Eso implica que, como mínimo, el 85 % de la reducción debe producirse dentro del territorio comunitario. La Comisión y el Consejo insisten en que esos créditos deberán basarse en proyectos creíbles y alineados con el Acuerdo de París.
La Ley Europea del Clima sigue marcando el objetivo intermedio: 55 % de rebaja en 2030 frente a 1990 y la meta final de neutralidad climática en 2050.
## Plazos y medidas operativas
La revisión incorpora plazos concretos para el uso de créditos internacionales. Solo desde 2036 será posible computar hasta el 5 % mediante compensaciones con países socios.
Además, el Consejo acordó retrasar un año la puesta en marcha del régimen ETS2, el sistema de comercio de emisiones que abarcará el transporte por carretera y la climatización de edificios. La entrada en vigor queda, por tanto, prevista para 2028.
Se introduce también un mecanismo de seguimiento más estricto, con evaluaciones periódicas para comprobar avances y ajustar medidas si es preciso. El objetivo es garantizar coherencia entre los compromisos y la realidad de emisiones.

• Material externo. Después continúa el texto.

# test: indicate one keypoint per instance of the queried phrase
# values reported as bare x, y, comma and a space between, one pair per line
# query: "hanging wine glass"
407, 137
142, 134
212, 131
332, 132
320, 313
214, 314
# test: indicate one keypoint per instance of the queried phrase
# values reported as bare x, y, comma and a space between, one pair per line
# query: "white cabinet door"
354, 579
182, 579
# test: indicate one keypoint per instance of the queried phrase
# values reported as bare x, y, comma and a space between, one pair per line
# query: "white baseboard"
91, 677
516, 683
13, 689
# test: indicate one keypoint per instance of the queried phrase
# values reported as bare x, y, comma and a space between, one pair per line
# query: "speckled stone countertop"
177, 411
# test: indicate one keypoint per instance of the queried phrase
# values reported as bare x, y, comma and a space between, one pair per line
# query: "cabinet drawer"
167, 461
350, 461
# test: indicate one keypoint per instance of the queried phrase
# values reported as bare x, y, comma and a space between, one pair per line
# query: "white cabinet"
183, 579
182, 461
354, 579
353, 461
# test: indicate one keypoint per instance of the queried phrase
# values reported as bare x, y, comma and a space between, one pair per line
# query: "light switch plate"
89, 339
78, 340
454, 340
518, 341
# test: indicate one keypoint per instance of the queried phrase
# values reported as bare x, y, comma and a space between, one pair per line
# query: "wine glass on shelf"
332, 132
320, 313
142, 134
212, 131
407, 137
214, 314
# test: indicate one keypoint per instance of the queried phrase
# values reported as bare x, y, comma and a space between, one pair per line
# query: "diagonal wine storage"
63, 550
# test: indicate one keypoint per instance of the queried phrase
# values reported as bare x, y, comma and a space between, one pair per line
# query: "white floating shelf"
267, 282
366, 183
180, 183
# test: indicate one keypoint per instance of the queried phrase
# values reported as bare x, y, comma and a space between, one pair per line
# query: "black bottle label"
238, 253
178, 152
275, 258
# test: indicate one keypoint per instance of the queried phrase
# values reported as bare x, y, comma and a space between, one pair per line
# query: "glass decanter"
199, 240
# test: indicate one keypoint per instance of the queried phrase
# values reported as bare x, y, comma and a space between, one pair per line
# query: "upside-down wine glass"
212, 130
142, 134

## Repercusiones políticas y económicas
La presidencia del Consejo, en boca de Maria Panayiotou, defendió el paquete como una señal de certidumbre para la industria, los consumidores y los inversores. Según el Ejecutivo comunitario, la claridad en los objetivos facilitará la inversión en tecnologías limpias.
- Seguridad regulatoria: mayor visibilidad para planes empresariales a largo plazo.
- Flexibilidad limitada: permite a Estados más reticentes aceptar el paquete.
- Dudas sobre créditos: los expertos recuerdan que las compensaciones deben supervisarse.
La noticia había generado preocupación en noviembre de 2025, cuando se filtró una posible flexibilización mayor. La versión final reduce esa inquietud al mantener intactos los números clave, aunque con la mencionada ventana para créditos externos.
## Lo que queda por ver
Quedan preguntas sobre la trazabilidad y la calidad de los créditos internacionales. El Consejo subraya que solo se aceptarán reducciones verificables y compatibles con el Acuerdo de París, pero el detalle técnico todavía deberá acordarse.
La demora del ETS2 abre un año adicional para preparar al sector del transporte y a las comunidades energéticas de los edificios. Esa prórroga puede aliviar tensiones, pero también retrasa señales de precio sobre las emisiones en esos sectores.
En definitiva, la UE avanza hacia un objetivo ambicioso con una mezcla de firmeza y concesiones técnicas. La revisión busca conciliar la ambición climática con la viabilidad política y económica de la transición.